Python code optimisation for an sql insert

Question

I have the following code and I'm running it on some big data (2 hours processing time), I'm looking into CUDA for GPU acceleration, but in the mean time can anyone suggest ways to optimise the following code?

I is taking a 3D point from dataset 'T' and finding the point with the minimum distance to another point dataset 'B'

Is there any time saved by sending the result to a list first then inserting to the database table?

All suggestions welcome

    conn = psycopg2.connect("<details>")
    cur = conn.cursor()

    for i in range(len(B)):
        i2 = i + 1
        # point=T[i]
        point = B[i:i2]
        # print(B[i])
        # print(B[i:i2])
        disti = scipy.spatial.distance.cdist(point, T, metric='euclidean').min()
        print("Base: ", end='')
        print(i, end='')
        print(" of ", end='')
        print(len(B), end='')
        print(" ", end='')
        print(disti)

        cur.execute("""INSERT INTO pc_processing.pc_dist_base_tmp (x,y,z,dist) values (%s, %s, %s, %s)""",
                    (xi[i], yi[i], zi[i], disti))
        conn.commit()

    cur.close()

@@@@@@@@@@@@@@ EDIT @@@@@@@@@@@@@

Code update:

   conn = psycopg2.connect("dbname=kap_pointcloud host=localhost user=postgres password=Gnob2009")
    cur = conn.cursor()

    disti = []

    for i in range(len(T)):
        i2 = i + 1
        point = T[i:i2]
        disti.append(scipy.spatial.distance.cdist(point, B, metric='euclidean').min())
        print("Top: " + str(i) + " of " + str(len(T)))

Insert code to go here once I figure out the syntax

@@@@@@@@ EDIT @@@@@@@@

The solution with a lot of help from Alex

   cur = conn.cursor()
      # list for accumulating  insert-params
    from scipy.spatial.distance import cdist

    insert_params = []
    for i in range(len(T)):
        XA = [B[i]]
        disti = cdist(XA, XB, metric='euclidean').min()
        insert_params.append((xi[i], yi[i], zi[i], disti))
        print("Top: " + str(i) + " of " + str(len(T)))

    # Only one instruction to insert everything
    cur.executemany("INSERT INTO pc_processing.pc_dist_top_tmp (x,y,z,dist) values (%s, %s, %s, %s)",
                    insert_params)
    conn.commit()

For timing comparison the:

inital code took: 0:00:50.225644

Without multiline prints: 0:00:47.934012

taking commit out of the loop: 0:00:25.411207

I'm assuming the only way to make it faster is to get CUDA working?

I suppose you're overcommitting here.

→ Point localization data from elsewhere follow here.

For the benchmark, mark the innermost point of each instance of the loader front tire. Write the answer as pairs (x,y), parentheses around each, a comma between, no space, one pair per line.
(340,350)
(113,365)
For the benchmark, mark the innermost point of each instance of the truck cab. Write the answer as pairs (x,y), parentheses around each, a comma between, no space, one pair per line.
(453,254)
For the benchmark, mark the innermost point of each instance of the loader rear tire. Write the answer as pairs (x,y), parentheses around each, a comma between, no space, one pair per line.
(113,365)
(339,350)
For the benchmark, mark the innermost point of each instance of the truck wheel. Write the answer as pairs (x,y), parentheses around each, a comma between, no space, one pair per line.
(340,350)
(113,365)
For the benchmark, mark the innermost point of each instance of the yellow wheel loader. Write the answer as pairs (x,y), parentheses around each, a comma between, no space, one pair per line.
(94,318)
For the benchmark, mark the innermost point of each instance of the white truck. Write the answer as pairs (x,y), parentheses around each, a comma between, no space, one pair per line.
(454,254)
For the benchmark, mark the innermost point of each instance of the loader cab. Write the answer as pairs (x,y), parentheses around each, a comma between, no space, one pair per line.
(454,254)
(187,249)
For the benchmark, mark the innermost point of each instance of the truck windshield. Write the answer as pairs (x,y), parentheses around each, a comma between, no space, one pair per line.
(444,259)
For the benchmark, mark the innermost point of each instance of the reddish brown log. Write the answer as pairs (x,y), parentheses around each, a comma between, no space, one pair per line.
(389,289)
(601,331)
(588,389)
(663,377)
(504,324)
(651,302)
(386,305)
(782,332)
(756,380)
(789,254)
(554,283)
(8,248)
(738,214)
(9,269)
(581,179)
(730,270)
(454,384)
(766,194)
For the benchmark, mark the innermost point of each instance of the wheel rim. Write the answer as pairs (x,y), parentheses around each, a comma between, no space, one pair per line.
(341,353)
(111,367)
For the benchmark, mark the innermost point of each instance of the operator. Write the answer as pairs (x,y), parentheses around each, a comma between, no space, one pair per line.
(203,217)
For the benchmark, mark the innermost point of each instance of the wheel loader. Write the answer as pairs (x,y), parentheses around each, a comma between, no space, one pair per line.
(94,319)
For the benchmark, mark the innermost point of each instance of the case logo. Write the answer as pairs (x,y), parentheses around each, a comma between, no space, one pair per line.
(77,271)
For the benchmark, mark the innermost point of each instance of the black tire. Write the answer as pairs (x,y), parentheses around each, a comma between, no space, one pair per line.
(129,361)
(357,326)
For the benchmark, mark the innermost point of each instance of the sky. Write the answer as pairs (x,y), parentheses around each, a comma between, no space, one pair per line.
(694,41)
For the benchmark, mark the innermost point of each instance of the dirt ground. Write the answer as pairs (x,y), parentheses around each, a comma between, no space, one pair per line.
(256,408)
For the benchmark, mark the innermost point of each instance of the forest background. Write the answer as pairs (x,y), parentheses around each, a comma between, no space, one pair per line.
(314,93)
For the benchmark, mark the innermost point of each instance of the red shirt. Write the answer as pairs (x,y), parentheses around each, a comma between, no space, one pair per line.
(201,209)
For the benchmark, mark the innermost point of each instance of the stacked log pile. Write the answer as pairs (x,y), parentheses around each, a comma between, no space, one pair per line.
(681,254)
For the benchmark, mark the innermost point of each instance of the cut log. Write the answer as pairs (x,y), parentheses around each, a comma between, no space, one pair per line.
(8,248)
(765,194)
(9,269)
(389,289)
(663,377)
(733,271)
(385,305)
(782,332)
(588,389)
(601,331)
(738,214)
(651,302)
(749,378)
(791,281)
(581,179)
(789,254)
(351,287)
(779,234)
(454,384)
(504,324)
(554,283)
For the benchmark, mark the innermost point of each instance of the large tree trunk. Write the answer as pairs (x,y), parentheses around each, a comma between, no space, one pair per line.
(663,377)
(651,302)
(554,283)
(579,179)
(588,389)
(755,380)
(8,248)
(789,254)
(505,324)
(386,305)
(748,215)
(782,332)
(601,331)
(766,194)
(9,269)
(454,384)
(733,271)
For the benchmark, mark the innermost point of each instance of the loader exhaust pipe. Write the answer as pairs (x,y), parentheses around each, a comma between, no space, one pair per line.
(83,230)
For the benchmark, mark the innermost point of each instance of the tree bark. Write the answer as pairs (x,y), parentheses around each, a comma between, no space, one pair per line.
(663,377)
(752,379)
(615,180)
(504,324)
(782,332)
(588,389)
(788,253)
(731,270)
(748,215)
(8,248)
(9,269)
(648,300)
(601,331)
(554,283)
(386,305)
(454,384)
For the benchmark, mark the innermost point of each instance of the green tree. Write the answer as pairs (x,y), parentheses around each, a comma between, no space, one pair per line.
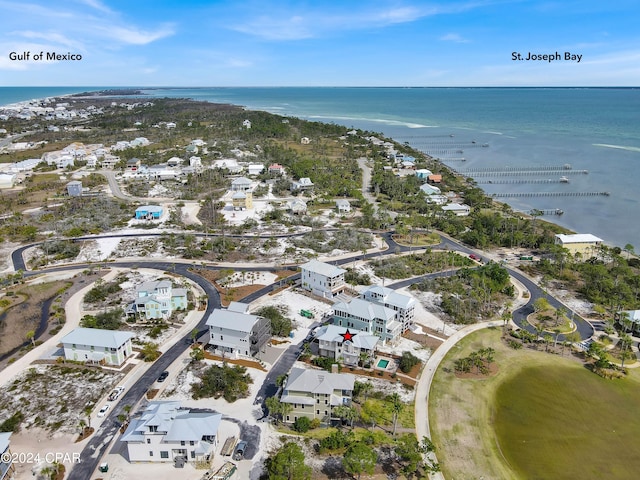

Can you: a) move conn.commit outside of loop, b) prepare data in loop and then executemany from prepared data, c) use bulk-loading (COPY) from prepared data — Alex Yu
– Alex Yu, Commented Feb 7, 2019 at 11:47
And print-s are not free. Remove them or at least make only 1 print instead of 7. — Alex Yu
– Alex Yu, Commented Feb 7, 2019 at 11:49
Thanks moving the print lines to a single lined saved 3 seconds for 8000 records, seeing as I'm using 80,000+ records that should be a 30 second+ saving. But I suspect the real savings will be in the commitment stage when communicating with the database. — Spatial Digger
– Spatial Digger, Commented Feb 7, 2019 at 14:26
Redirect to /dev/null will be even faster. BUT real savings will be: a) commit larger chunks of works, b) executemany, c) BULK operations — Alex Yu
– Alex Yu, Commented Feb 7, 2019 at 14:31
I've tried execute many cur.executemany('insert into pc_processing.pc_dist_base_tmp(x) values (%s)', [(x,) for x in xi]) this works but if I add ...values (%s, %s)', [(x,) for x in xi], [(y,) for y in yi]) it complains about too many variables. — Spatial Digger
– Spatial Digger, Commented Feb 7, 2019 at 15:17

Harshit Agarwal · Accepted Answer · 2019-02-07 12:26:10Z

3

There are 2 solutions

1) Try to do the single commit or commit in chunks if len(B) is very large.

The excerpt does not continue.